January 11 – February 21, 1987

 

The works in this exhibition employ a wide variety of technology--fans, refridgerators, slide projectors, motors, pumps, blowers, and video--but they use these machines to refer to what is precisely not mechanical. They indicate a fascination with the laws of elementary physics through their invocation of natural processes such as growth and elemental changes in state. Water courses through the letters of the word "Passion" in Richard Baquie's work, and blowers bear aloft an inflatable airplane. Alain Fleischer creates a wind tunnel in the gallery when he lines a corridor with fans. Nathalie Talec continues an ongoing exploration of cold and its representations, and Gerard Collin-Thiebaut expores light and distance.

In other cases, the machines take on anthropomorphism, as when Jean-Claude Ruggirello's fragile constructions of machine-age refuse present a human vulnerability. Ange Leccia imbues two theatre lights with personality annd mood by sitting them on chairs facing each other and calling the ensemble Conversation.

While all of this work addresses the nature vs. culture conflict, Hubert Duprat's does so most directly. Transplanted from their natural environment, his displaced larvae are forced to adapt, and they build their cocoons out of the gold and jewels that he puts within their reach.

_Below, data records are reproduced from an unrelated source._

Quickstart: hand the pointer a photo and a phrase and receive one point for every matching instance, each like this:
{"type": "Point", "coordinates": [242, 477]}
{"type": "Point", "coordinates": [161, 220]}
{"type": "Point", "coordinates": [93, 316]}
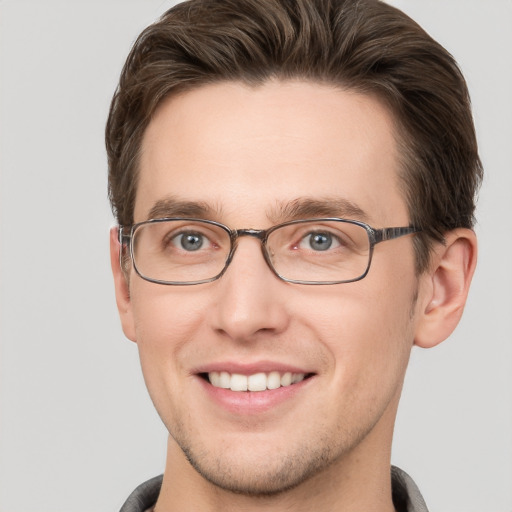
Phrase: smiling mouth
{"type": "Point", "coordinates": [255, 382]}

In the catalog essays that accompany this exhibit, these machines are situated within a long history of exhibited technology, the most famous exhibition being the Galerie des Machines at the World's Fair of 1889, almost one hundred years ago. Descartes proposed "animal-machines" in the 1600's, and a glance at science fiction classics proves that the fantasy of the animate machine has stayed with us over the centuries. While bridging the distance between a fine art tradition and a technological one, this work also undermines the economic logic of that technological tradition by presenting the viewer with machines that are not useful. It points to art as an unquantifiable entity in a culture that measures worth by use value.